The area where the former Horwich RMI team played, which included a Northern Premier League standard ground, has been replaced with housing.
Mr Morris added: “The lack of suitable facilities now means that Horwich’s most successful club, Horwich Victoria, have to travel to the Essa academy on the other side of Bolton and pay £150 a match to use the facility.”
The group believes that with the reduction of pitches in the town, there is only one facility available for senior football in Horwich, in Green Lane — a pitch Mr Morris describes as “of a very poor standard”.
It has also been revealed that a portion of the Green Lane playing fields has been earmarked for housing in Bolton Council’s most recent allocations plan that has been sent for inspection to the Secretary of State for Communities and Local Government.

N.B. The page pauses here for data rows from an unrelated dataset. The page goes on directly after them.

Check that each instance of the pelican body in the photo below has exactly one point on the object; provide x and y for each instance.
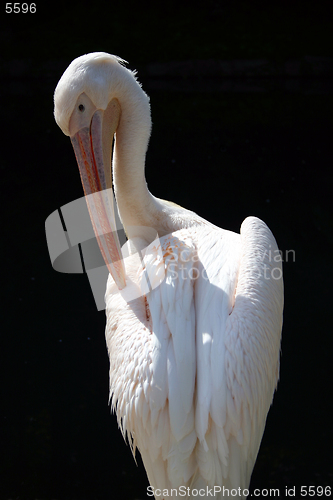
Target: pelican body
(194, 349)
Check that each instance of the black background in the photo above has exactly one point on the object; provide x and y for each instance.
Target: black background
(223, 154)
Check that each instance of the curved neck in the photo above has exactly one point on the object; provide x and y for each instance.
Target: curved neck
(135, 203)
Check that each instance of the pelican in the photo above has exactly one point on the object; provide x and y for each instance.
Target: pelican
(194, 312)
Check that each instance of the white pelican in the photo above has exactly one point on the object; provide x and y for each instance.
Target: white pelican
(194, 362)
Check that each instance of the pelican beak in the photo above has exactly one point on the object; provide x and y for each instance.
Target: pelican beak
(96, 180)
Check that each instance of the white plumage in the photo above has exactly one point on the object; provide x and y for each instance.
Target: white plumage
(194, 358)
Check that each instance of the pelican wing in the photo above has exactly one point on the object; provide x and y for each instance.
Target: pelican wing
(238, 330)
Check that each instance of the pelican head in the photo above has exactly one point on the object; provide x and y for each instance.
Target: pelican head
(96, 98)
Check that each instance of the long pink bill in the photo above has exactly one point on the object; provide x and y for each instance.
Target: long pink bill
(88, 148)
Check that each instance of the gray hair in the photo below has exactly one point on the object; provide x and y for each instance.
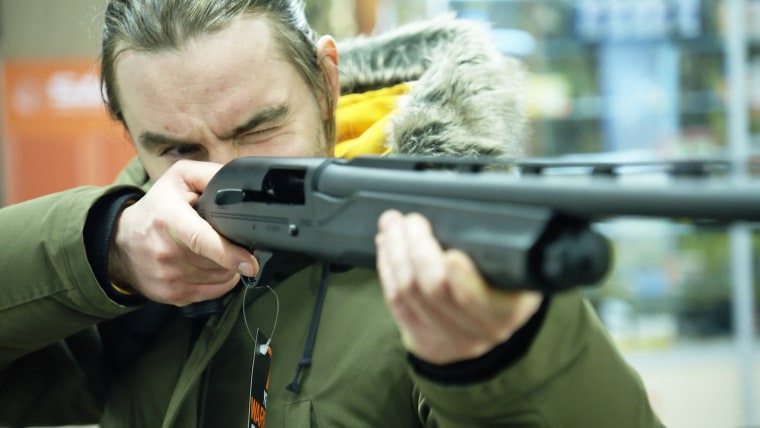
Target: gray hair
(160, 25)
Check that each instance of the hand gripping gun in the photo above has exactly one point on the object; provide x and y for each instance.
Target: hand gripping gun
(523, 231)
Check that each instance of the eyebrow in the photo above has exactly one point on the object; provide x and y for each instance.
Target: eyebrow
(274, 114)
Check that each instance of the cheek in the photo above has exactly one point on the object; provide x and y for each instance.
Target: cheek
(154, 166)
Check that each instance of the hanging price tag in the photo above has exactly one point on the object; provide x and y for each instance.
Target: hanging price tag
(262, 358)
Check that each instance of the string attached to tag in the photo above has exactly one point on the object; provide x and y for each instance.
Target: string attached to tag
(260, 368)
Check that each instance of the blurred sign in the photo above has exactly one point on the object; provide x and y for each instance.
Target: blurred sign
(56, 132)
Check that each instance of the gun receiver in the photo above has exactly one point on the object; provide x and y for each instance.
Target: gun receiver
(530, 232)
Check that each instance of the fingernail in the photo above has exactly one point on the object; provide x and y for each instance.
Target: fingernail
(246, 269)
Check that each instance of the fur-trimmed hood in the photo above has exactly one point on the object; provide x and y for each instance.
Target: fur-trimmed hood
(467, 98)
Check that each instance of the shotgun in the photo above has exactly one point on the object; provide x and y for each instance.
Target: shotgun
(525, 229)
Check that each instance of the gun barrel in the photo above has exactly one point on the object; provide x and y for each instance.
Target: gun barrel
(590, 197)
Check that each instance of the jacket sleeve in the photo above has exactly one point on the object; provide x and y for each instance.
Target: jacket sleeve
(49, 301)
(572, 375)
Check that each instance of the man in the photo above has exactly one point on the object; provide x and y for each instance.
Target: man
(197, 83)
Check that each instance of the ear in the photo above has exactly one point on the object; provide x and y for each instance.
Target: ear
(327, 55)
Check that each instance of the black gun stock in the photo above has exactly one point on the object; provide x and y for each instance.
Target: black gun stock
(523, 232)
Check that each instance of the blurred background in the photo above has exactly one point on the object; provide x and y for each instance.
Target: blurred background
(623, 80)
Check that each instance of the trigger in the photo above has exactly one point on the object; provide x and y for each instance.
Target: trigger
(263, 257)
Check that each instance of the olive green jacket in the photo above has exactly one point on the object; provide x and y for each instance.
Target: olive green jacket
(571, 376)
(57, 353)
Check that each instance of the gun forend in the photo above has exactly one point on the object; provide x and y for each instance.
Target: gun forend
(522, 232)
(328, 209)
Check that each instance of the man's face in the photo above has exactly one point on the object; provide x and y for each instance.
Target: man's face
(221, 96)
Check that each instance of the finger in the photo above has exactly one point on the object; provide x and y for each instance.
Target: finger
(194, 233)
(426, 257)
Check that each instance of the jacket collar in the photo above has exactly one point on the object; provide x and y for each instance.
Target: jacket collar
(467, 98)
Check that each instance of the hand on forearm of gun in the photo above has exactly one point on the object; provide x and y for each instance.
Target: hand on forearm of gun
(445, 310)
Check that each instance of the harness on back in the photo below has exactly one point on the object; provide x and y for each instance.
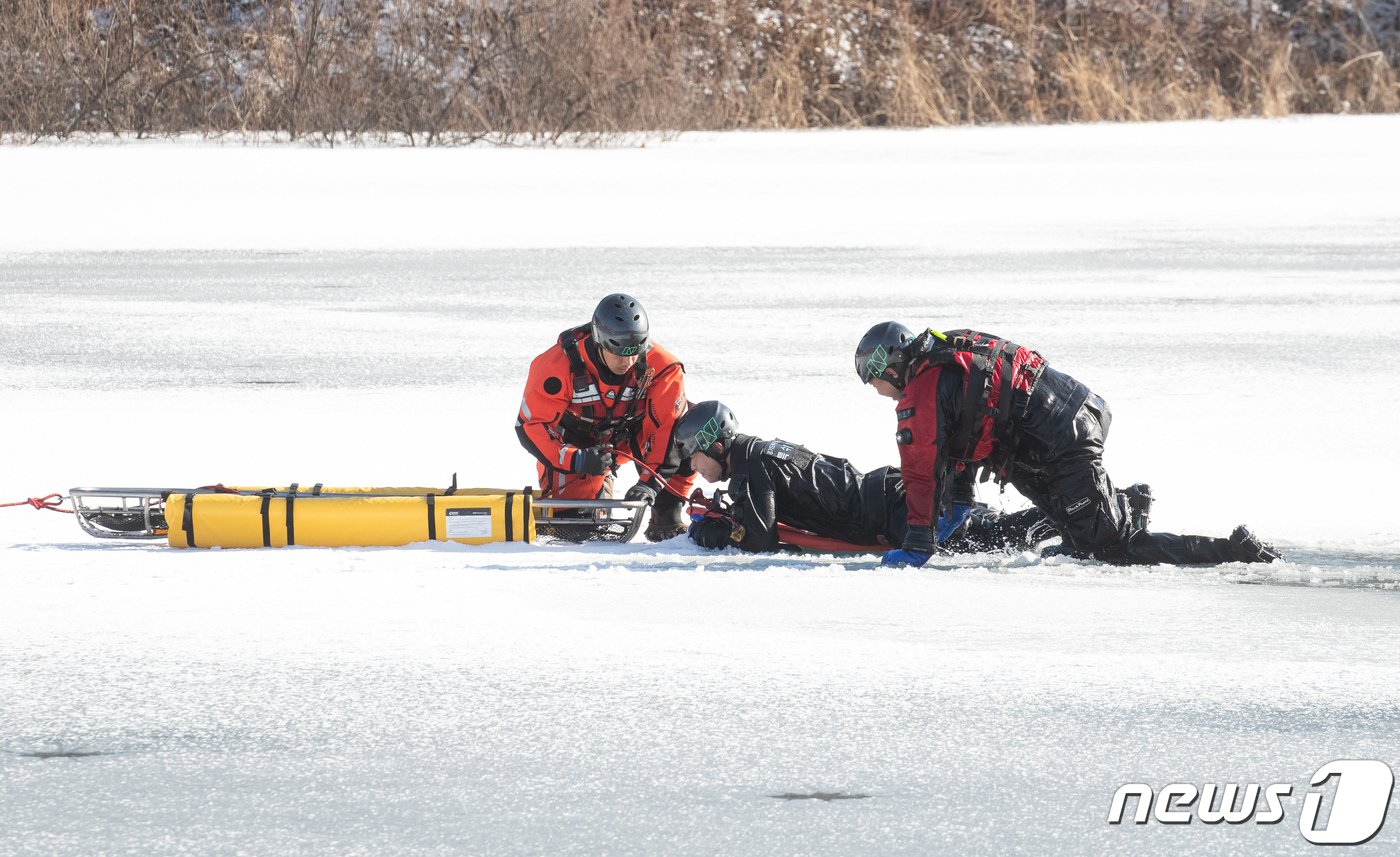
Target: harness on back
(984, 356)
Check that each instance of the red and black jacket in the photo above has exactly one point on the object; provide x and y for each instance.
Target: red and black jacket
(970, 399)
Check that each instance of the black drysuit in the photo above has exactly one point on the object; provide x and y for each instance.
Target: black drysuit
(774, 481)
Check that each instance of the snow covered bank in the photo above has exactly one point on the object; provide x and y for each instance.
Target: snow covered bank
(367, 317)
(986, 189)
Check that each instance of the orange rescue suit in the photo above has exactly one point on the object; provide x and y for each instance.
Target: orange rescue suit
(574, 403)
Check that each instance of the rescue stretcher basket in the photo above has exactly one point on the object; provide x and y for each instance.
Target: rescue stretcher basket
(275, 517)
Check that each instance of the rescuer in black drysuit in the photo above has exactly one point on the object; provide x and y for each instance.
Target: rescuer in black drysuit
(774, 481)
(973, 402)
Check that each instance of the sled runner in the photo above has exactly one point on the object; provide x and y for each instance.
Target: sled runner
(333, 517)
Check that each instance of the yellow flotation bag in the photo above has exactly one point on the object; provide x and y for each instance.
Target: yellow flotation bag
(339, 517)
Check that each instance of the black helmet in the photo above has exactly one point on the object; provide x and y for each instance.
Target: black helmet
(707, 427)
(885, 345)
(620, 325)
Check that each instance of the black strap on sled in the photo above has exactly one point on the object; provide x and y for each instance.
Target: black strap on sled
(291, 531)
(189, 520)
(266, 506)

But Bolton Council chiefs stressed the local authority was investing £1 million in playing fields, which will include drainage works at Green Lane.
In contrast to the senior football situation, junior football in the town is thriving, with more than 1,000 schoolchildren playing in matches every weekend.
But the question being asked is: Where will the children play when they turn 16?
Another of the group’s concerns is about major development plans for the area, including a 1,700 home estate on the site of the former Horwich Loco Works and a 140-house scheme on the Bolton College campus in Victoria Road.
If approved, they will bring many more sports people to the area — and the pressure on the town’s limited facilities could reach breaking point.
The Bolton College plans would also see the loss of another facility, as the college’s playing field would be developed for housing.
Another group member, Bob Horsefield, said: “Sporting facilities are being cut and disregarded to the detriment of the people of Horwich.
“In principle we welcome the proposed development at the Loco Works, but we need to be sure of what the impact of the development will be with regards to our community infrastructure.
“We want to promote the idea of space being made available within the constraints of the Loco Works development plan to accommodate a municipal sporting area, which could house a range of sporting clubs and other community driven ventures.”
At a recent meeting of Horwich Town Council, group member Steven Chadwick, aged 27, of Brownlow Road, presented an extensive list of about 20 playing spaces and facilities that he said were either no longer available for public use or are now not suitable for playing on.
He said: “It seems like Green Lane is the only area where senior football could take place and some of that could be built on.”
Horwich North East ward councillor Richard Silvester said he had objected to the Green Lane site going into the allocations plan.
He added: “I wasn’t listened to but I did object — I would recommend that that green space should be saved.”
In a statement, Bolton Council said it “regularly maintains all football pitches and recreation spaces” and that it “monitors them for any issues”.
A spokesman added: “We have significantly reduced the level of usage on council pitches since the Playing Pitch Strategy was last refreshed in 2007.
“With effect from 2010, the preferred level of usage on pitches has been reduced by a third, to two matches per week per pitch rather than the FA average standard of three matches per week.
“This has been possible because of investment in improved drainage on a number of other sites, bringing more pitches into use and also recognises Bolton’s local climatic conditions of high rainfall.”